New York City Mayor Michael Bloomberg earlier this week announced a plan to bring food composting to a bigger swath of city residents, a push that is the latest in a cluster of recycling initiatives put forth by Bloomberg during his final year in office. It also places America’s most populous city in the middle of the nation’s ongoing expansion of composting.
“We’re seeing more and more communities looking to add composting to their cadre of opportunities to reduce their waste streams,” Lori Scozzafava, executive director of the U.S. Composting Council, told Resource Recycling. “I think it’s really simply following a new trend that we’re seeing.”
The new composting plan in the Big Apple expands a pilot program that has been in place in several of the city’s neighborhoods of late. According to the New York Times, strong participation in that project spurred the city to expand it to include 150,000 homes and more than 100 high-rise buildings by next year. In addition, the city plans to contract a composting facility to take in 100,000 tons of food scraps each year — equal to 10 percent of New York’s total food waste.
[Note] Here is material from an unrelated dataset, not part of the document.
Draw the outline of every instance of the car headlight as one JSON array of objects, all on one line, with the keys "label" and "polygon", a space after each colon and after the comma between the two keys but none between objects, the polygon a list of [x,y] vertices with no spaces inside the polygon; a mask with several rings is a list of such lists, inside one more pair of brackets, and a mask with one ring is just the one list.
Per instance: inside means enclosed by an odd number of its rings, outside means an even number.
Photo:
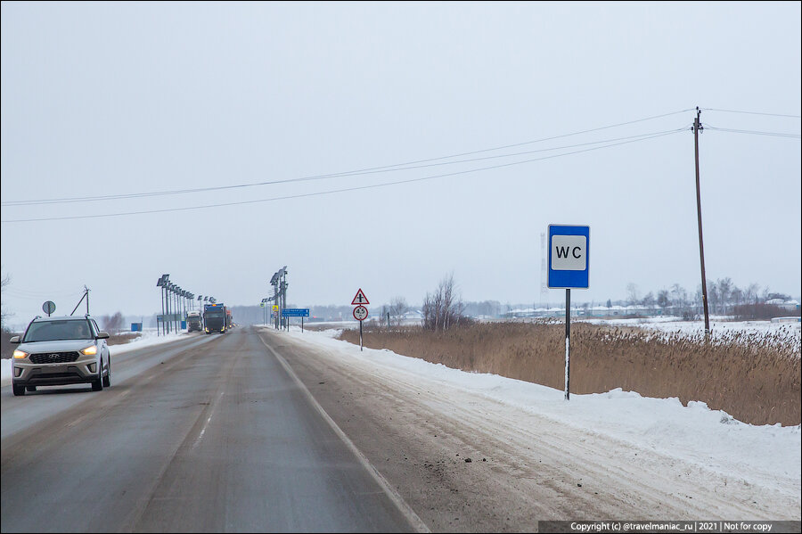
[{"label": "car headlight", "polygon": [[97,346],[89,345],[86,349],[81,349],[80,353],[84,356],[94,356],[95,354],[97,354]]}]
And within the next year, officials will be looking to construct a local plant capable of converting food scraps into biogas.
The expanded composting program will start off as voluntary for included residents, but according to the New York Times story, sorting food scraps from other trash may become mandatory in the coming years.
It’s worth noting that the mayor has also recently eyed other arenas when it comes to transforming Gotham’s garbage. Bloomberg has said the city aims to double its recycling rate to 30 percent by 2017. In April, the city added rigid plastics to its curbside recycling program, and city officials have recently hinted at the possibility of bans on plastic bags and expanded polystyrene containers.
“[The] key is to connect, as much as possible, these kinds of bans with initiatives like food composting,” said Nora Goldstein, editor of BioCycle. “In Italy, the country tied a plastic bag ban with introduction of compostable shopping bags that households can use to set out their source separated organics. These are opportunities both for outreach and education.”